De genodigden stonden in kleine groepjes te praten onder de grote antieke spoorwegklok in het midden van het restaurant. Hij herkende bijna iedereen. Sommigen kende hij persoonlijk of had hij al eerder ontmoet, zoals Bert Leysens, die een groepje vormde met Jo Lernout, Pol Hauspie en Nico Dullaert. Anderen herkende hij van de foto's in hun dossier: de vier bankiers die in de raad van bestuur van L&H zetelden, onder wie Peter Mommens, de CEO van Artesia, en Stephan Bodenkamp, de accountmanager voor Azië. Tussen hen torende de langlijvige Robert Veltmeijer, een stinkend rijke Nederlander die veel geld in L&H had gestopt. Verder nog een viertal mannen met een Levantijns uiterlijk, en twee Saudi's in witte thobe en op traditionele sandalen die hij niet kende, maar die ongetwijfeld belangrijke investeerders waren of op het punt stonden het te worden.

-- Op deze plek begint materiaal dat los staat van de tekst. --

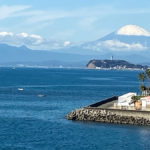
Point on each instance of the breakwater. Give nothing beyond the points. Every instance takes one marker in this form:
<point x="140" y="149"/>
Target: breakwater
<point x="96" y="112"/>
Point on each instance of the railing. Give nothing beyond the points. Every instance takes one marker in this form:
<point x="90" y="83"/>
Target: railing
<point x="104" y="101"/>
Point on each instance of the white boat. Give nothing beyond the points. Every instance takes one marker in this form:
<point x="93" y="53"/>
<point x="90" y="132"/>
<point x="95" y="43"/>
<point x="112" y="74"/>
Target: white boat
<point x="20" y="89"/>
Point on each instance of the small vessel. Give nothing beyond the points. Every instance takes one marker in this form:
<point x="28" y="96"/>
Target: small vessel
<point x="20" y="89"/>
<point x="41" y="95"/>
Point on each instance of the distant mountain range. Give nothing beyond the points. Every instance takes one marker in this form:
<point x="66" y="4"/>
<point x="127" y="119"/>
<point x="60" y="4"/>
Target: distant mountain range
<point x="131" y="43"/>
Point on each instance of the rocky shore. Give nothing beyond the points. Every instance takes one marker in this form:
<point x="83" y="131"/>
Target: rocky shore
<point x="110" y="116"/>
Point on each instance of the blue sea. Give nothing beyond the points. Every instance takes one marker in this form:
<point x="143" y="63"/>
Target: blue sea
<point x="30" y="122"/>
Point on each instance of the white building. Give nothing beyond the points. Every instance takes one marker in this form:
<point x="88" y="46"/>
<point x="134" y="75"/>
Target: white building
<point x="126" y="99"/>
<point x="145" y="101"/>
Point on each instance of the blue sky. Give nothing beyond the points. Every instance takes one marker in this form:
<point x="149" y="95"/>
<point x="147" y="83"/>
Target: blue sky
<point x="73" y="20"/>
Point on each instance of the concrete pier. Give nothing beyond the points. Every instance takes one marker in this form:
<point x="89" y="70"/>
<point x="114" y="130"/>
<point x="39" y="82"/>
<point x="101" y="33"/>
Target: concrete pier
<point x="103" y="112"/>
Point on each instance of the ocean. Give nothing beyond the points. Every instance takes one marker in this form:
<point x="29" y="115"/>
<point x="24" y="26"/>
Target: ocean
<point x="33" y="116"/>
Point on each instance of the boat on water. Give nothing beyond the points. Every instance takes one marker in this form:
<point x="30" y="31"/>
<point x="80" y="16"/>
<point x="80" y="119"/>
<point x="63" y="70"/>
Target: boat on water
<point x="20" y="89"/>
<point x="41" y="95"/>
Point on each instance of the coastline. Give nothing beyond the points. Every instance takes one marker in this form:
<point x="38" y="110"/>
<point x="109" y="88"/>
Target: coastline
<point x="98" y="113"/>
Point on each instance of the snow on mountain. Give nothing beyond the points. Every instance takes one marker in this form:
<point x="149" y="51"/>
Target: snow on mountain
<point x="127" y="38"/>
<point x="132" y="30"/>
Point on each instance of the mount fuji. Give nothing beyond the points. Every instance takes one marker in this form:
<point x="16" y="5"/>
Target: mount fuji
<point x="130" y="43"/>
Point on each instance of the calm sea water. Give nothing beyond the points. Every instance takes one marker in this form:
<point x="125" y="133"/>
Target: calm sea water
<point x="29" y="122"/>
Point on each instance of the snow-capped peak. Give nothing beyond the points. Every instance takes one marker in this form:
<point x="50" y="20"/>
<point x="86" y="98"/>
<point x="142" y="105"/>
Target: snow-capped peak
<point x="132" y="30"/>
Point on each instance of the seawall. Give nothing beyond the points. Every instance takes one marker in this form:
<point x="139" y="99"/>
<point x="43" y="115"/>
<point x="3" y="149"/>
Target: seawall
<point x="97" y="113"/>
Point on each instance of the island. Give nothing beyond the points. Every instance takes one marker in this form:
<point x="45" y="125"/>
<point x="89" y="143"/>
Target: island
<point x="113" y="64"/>
<point x="128" y="108"/>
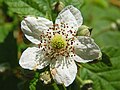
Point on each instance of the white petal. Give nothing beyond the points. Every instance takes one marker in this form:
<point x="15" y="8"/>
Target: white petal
<point x="33" y="58"/>
<point x="70" y="15"/>
<point x="33" y="27"/>
<point x="76" y="13"/>
<point x="64" y="72"/>
<point x="87" y="49"/>
<point x="67" y="18"/>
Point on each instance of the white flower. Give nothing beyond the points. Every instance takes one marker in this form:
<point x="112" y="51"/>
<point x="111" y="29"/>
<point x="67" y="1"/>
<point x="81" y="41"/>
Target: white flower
<point x="58" y="45"/>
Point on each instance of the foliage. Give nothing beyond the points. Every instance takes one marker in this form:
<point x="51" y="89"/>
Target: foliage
<point x="102" y="15"/>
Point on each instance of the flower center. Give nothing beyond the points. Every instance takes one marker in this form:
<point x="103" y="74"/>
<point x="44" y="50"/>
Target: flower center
<point x="58" y="42"/>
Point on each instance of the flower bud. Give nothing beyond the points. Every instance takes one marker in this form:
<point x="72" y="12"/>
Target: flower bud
<point x="84" y="31"/>
<point x="45" y="77"/>
<point x="58" y="6"/>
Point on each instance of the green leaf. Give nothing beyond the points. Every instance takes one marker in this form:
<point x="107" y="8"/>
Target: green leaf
<point x="27" y="7"/>
<point x="103" y="77"/>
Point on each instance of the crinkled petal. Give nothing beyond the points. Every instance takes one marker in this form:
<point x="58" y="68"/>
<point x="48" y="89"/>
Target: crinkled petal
<point x="75" y="12"/>
<point x="64" y="72"/>
<point x="66" y="16"/>
<point x="32" y="27"/>
<point x="87" y="49"/>
<point x="33" y="58"/>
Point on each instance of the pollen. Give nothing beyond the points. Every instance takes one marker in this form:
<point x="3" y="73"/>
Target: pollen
<point x="58" y="42"/>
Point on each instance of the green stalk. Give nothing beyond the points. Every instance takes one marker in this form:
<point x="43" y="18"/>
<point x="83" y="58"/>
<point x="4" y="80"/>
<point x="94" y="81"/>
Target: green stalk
<point x="50" y="9"/>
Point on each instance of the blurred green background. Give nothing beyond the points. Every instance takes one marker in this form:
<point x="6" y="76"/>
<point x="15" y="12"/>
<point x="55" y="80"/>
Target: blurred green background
<point x="102" y="15"/>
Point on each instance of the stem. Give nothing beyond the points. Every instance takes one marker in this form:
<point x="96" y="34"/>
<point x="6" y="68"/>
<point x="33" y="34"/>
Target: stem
<point x="55" y="86"/>
<point x="50" y="9"/>
<point x="79" y="80"/>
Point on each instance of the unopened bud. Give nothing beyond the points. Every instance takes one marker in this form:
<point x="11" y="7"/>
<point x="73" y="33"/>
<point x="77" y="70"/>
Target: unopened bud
<point x="84" y="31"/>
<point x="58" y="6"/>
<point x="45" y="77"/>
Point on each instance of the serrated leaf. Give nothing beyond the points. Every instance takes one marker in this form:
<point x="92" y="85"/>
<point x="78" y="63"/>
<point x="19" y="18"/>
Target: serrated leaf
<point x="103" y="77"/>
<point x="27" y="7"/>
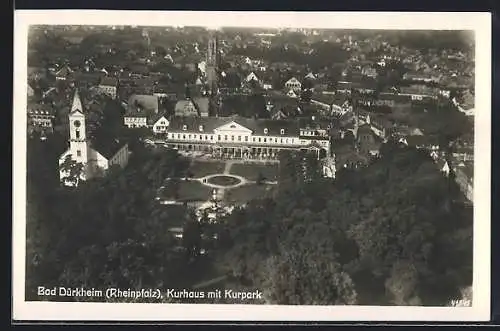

Jelle stond wat afgezonderd met zijn rug naar een van de grote boogramen, met achter hem de weerkaatsing van het zonlicht op het water van het Bonapartedok. Hij draaide met zijn ogen als een poppetje in een marionettentheater om Marc duidelijk te maken dat hij hem wilde spreken.
Maar Dullaert gaf hen geen gelegenheid tot voorafgaand overleg. Hij zag Marc en stevende op hem af. ‘Je bent laat. We gaan zo beginnen.’ Hij troonde hem mee en stelde hem voor aan de Saudi's en de Levantijnen als externe bedrijfsconsultant van L&H op het gebied van geïntegreerde oplossingen, en voordat een van hen de kans kreeg te vragen wat dat inhield, dreef Dullaert iedereen bijeen, verder de trap op naar het conferentiezaaltje op de verdieping, als een herdershond zijn schapen.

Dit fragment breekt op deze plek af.